The howl of Robert Plant’s voice on Led Zeppelin’s “When the Levee Breaks” is apt to describe the current situation for employers as the workers’ compensation system in Illinois is threatened.
The balance of the workers’ compensation system was upset with Public Act 101-0006 that amended the Illinois Workers’ Compensation Act and the Illinois Workers’ Occupational Disease Act to allow workers to bring civil actions against their employers in latent injury and disease cases that developed from exposure more than 25 years before the filing of the suit.
Prior to PA 101-0006, and since 1911, under Illinois law the exclusive remedy provision found in the acts “is part of the quid pro quo in which the sacrifices and gains of employees and employers are to some extent put in balance, for, while the employer assumes a new liability without fault, he is relieved of the prospect of large damage verdicts.” Meerbrey v. Marshall Field & Co., Inc., 139 Ill.2d 455, 462 (1990). “This trade-off between employer and employee promoted the fundamental purpose of the [a]ct, which was to afford protection to employees by providing them prompt and equitable compensation for their injuries.” Kelsay v. Motorola, Inc., 74 Ill.2d 172, 180-81 (1978).
In reliance on these longstanding tradeoffs, most commercial general liability policies contain employee exclusions and most workers’ compensation policies have exclusions for actions brought in the civil system by employees. Although superficially appearing to have the noble purpose of compensating employees barred by a short repose period, the practical effect of PA 101-0006 is to divest many Illinois employers of their insurance protection — a result emblematic of the unmooring of the workers’ compensation system.

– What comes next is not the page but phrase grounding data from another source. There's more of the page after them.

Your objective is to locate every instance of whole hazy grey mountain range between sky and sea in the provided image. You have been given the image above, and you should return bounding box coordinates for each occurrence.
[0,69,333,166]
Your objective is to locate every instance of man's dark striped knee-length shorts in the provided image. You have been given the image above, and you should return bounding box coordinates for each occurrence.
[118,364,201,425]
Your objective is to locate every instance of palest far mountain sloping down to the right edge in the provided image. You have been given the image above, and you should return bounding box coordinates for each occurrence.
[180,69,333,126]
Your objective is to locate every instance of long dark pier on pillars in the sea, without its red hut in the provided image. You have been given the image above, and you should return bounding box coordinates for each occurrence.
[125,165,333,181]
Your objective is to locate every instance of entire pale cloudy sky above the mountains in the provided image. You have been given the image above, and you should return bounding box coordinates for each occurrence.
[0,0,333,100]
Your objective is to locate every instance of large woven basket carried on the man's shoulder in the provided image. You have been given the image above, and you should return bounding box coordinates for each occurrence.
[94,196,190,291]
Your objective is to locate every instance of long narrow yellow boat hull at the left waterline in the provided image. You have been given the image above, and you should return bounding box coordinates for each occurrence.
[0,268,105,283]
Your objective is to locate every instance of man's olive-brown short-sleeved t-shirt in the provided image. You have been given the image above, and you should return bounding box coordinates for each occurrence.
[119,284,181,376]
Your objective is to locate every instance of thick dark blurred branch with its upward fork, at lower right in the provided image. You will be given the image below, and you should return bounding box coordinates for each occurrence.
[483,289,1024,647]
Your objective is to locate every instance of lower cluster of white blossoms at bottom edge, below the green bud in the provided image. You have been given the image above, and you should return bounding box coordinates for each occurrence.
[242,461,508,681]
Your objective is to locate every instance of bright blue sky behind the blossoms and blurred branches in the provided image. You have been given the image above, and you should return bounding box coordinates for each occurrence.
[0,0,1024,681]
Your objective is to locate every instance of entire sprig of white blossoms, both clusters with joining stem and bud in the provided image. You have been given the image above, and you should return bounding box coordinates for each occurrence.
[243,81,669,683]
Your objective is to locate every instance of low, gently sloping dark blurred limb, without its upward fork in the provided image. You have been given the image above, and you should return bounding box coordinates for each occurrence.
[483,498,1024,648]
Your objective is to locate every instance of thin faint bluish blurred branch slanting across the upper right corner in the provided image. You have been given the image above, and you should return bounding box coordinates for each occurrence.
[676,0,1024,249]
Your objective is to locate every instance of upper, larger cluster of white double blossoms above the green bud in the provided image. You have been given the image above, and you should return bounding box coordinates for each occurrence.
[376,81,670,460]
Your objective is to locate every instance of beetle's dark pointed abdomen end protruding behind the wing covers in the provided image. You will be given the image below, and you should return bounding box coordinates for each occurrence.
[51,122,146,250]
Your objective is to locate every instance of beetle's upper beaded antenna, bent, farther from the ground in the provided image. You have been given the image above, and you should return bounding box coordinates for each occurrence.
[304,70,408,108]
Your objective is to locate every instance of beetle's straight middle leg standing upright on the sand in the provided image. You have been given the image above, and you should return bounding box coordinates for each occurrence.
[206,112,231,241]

The previously impenetrable divide between the workers’ compensation system and the civil law system was breached for the first time by PA 101-0006. The statute created a new class of employees, those who were exposed more than 25 years before the filing of their suit, that were allowed to bring their claims in civil court, while those exposed within the last 25 years, remained in the workers’ compensation system.
Obviously aimed at asbestos claimants, this creation of a special class of tort plaintiffs violated the Illinois Constitution’s prohibition on passing special laws. Ill. Const. 1970, Article IV, Sec. 13. The courts, which under the Illinois Constitution are the exclusive arbitrators of what constitutes special legislation, have held that this clause means that the “General Assembly is prohibited from passing laws that confer a special benefit on a select group to the exclusion of others similarly situated.” Best v. Taylor Machine Works, 179 Ill.2d 367, 391 (1997). By arbitrarily dividing workers by their date of exposure, the General Assembly did just that.

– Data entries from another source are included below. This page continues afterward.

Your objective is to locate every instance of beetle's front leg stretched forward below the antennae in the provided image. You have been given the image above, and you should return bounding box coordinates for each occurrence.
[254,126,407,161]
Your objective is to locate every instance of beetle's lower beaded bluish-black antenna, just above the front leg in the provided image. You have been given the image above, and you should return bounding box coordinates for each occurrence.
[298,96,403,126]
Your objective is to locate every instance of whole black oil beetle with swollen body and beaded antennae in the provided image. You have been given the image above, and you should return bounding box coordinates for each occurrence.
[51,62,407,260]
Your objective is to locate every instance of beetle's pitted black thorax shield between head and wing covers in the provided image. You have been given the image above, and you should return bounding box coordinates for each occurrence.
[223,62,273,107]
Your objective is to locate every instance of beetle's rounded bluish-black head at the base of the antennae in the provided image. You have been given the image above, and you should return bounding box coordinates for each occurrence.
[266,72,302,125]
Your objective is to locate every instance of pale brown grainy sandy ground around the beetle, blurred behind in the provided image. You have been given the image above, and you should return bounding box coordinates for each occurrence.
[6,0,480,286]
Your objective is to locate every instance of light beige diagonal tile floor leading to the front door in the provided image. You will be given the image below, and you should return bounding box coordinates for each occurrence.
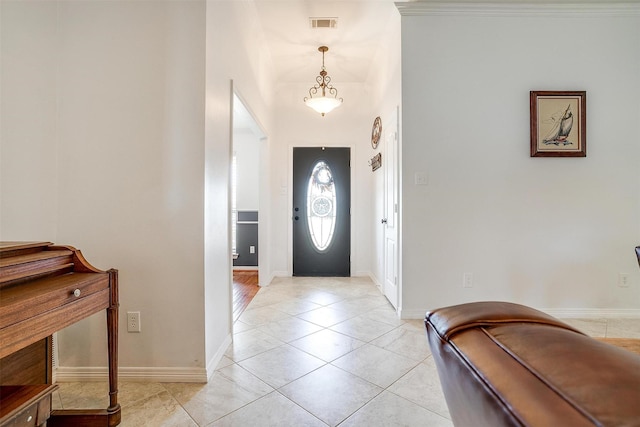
[54,277,640,427]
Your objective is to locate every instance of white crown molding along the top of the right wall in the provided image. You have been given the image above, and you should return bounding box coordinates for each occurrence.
[395,1,640,17]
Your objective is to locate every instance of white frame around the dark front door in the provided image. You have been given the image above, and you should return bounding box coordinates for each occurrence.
[287,143,357,277]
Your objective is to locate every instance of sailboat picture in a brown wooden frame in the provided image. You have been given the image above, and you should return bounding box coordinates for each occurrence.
[529,91,587,157]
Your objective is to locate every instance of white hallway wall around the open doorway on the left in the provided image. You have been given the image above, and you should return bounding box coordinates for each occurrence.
[204,0,273,369]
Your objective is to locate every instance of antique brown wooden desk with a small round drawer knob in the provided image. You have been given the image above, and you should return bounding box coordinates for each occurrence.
[0,242,120,427]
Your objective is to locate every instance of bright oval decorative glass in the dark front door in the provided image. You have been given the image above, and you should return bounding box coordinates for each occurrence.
[307,160,336,251]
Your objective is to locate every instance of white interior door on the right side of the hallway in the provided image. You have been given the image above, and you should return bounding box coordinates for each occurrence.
[382,110,399,309]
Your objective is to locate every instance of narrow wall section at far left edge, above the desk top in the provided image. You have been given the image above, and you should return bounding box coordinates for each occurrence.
[0,2,58,241]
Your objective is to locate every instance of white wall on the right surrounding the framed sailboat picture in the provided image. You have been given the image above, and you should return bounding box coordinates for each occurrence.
[401,4,640,317]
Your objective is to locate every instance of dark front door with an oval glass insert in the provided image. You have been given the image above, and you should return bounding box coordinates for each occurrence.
[292,147,351,276]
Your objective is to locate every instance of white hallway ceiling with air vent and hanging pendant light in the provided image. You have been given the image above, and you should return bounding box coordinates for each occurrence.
[255,0,399,85]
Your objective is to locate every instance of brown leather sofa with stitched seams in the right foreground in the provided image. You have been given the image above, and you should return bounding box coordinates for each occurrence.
[425,302,640,427]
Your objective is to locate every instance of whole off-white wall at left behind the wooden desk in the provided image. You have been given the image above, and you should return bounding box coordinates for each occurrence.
[2,1,216,379]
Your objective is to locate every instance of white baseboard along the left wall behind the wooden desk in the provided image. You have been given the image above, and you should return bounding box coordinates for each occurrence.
[56,366,207,383]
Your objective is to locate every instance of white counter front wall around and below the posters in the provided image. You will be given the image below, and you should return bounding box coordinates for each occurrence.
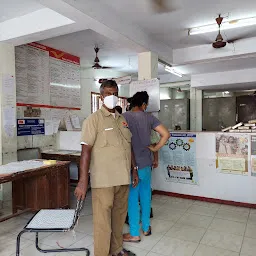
[152,132,256,204]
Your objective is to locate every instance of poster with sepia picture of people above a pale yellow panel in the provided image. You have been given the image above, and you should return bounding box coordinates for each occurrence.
[216,133,249,175]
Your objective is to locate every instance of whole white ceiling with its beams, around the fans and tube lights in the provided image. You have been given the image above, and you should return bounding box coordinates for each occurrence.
[0,0,256,86]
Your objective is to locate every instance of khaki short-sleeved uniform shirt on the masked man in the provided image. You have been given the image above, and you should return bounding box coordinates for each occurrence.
[81,107,132,188]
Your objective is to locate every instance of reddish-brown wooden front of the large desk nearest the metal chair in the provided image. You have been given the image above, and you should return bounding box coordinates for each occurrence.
[0,160,70,222]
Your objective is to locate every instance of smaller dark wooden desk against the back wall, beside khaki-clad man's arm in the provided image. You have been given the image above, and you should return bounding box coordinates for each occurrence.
[41,150,81,183]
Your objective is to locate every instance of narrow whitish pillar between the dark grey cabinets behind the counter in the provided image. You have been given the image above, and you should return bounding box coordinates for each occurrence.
[190,88,203,132]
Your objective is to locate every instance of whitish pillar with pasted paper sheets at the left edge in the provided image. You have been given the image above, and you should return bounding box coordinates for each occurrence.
[0,43,17,206]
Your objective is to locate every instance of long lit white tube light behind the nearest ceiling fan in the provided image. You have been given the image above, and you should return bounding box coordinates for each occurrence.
[188,17,256,35]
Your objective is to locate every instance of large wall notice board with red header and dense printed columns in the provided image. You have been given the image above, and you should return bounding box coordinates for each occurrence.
[15,43,81,108]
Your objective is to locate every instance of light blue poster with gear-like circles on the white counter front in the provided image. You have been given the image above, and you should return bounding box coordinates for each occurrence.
[160,133,198,185]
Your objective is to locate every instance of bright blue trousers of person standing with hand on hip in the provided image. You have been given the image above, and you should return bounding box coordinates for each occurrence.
[128,166,151,236]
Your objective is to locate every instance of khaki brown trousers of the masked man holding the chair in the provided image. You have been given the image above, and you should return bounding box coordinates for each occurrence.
[92,185,129,256]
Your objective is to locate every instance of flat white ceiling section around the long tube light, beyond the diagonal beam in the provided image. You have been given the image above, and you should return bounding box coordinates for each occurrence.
[101,0,256,48]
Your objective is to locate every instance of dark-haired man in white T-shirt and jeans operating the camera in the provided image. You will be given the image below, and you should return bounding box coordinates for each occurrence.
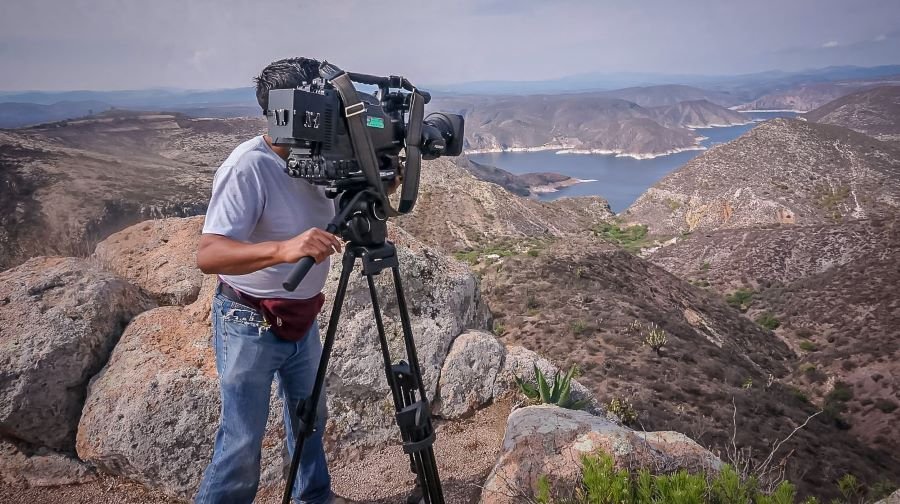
[196,58,346,504]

In addition, friable asbestos insulation products were no longer produced after the mid-1970s, and asbestos was largely in disuse by the mid-1980s. Most, if not all of the potential plaintiffs who could bring a civil action under PA 101-0006, were exposed to asbestos more than 25 years before the May 17, 2019, effective date of the act. The Illinois Supreme Court held in John Doe A v. Diocese of Dallas, 234 Ill.2d 393, 411-412 (2009), that “once a claim is time barred, it cannot be revived through subsequent legislative action without offending the due process protections of our state’s constitution.” This violation of basic due process protection is yet another problem created by recent legislative overreach.

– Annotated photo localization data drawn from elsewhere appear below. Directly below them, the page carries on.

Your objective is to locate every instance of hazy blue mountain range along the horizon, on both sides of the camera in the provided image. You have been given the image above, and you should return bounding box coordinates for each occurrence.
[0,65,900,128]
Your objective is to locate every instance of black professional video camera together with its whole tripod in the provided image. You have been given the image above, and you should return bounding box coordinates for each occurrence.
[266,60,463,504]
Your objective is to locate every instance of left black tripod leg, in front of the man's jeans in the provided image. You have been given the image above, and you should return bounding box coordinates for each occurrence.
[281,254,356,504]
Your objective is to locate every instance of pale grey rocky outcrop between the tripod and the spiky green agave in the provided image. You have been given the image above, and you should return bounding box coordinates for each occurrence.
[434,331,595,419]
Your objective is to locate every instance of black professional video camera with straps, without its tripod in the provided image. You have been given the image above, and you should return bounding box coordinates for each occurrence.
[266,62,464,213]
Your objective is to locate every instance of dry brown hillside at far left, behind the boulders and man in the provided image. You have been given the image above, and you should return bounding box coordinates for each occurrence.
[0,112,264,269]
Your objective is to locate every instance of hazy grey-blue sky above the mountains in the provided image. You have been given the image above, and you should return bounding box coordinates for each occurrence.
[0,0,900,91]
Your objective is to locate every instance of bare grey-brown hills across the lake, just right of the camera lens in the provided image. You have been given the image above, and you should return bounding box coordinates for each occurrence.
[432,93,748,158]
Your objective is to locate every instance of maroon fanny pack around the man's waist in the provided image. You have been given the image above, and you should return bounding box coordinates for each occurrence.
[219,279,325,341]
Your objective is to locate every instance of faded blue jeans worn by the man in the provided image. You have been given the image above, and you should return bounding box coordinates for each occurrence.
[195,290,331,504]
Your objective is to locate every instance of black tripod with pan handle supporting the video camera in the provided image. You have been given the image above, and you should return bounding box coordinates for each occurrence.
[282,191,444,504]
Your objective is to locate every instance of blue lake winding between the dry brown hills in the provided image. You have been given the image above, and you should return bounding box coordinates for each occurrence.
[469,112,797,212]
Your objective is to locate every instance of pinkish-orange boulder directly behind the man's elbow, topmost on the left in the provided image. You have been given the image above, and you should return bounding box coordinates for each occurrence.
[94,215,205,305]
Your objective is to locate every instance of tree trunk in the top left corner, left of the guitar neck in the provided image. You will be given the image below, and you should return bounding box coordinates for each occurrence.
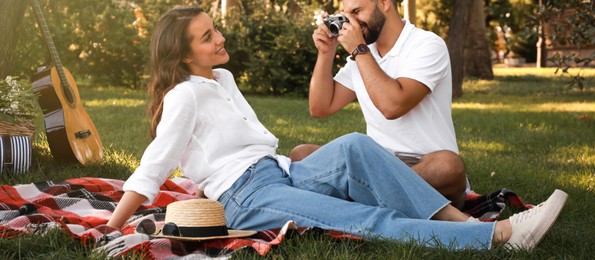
[0,0,28,80]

Exacerbating the problems to the workers compensation system created by PA 101-0006 would be the passage of HB 5769, the Personal Protective Equipment Responsibility Act. HB 5769 would allow employees to bring actions against employers for their failure to provide personal protection equipment in situations when there is a disaster proclamation by the governor. This obligation would exist not only under the current COVID-19 crisis, but to protect from “biological hazards, chemical hazards, radiological hazards, or mechanical irritants.”
The bill does not limit the scope or type of disaster declaration that is necessary and takes no account of the availability to employers of personal protection equipment that might be needed in a given, and potentially unforeseeable, circumstance. Again ignoring the longstanding balance of the workers’ compensation system, the bill would create indeterminate liabilities for Illinois employers in the tort system, and make the employer subject to employees’ recovery of three times actual damages plus punitive damages and attorneys’ fees.
Illinois policy has long been to separate the workers’ compensation and civil justice systems. In reliance on that separation, employers purchased specific policies of insurance to protect against the risks that were presented in each system, but these policies offer no coverage when the legislature ignores this distinction.
PA 101-0006 breached that separation and HB 5769 threatens to turn that crack into a full breach. Levees exist to keep back flood waters. If Illinois continues down this path and abandons the wisdom of more than a century of policy and the protection provided by the Illinois Constitution, a damaging flood will likely result and “cryin’ won’t help you prayin’ won’t do you no good.”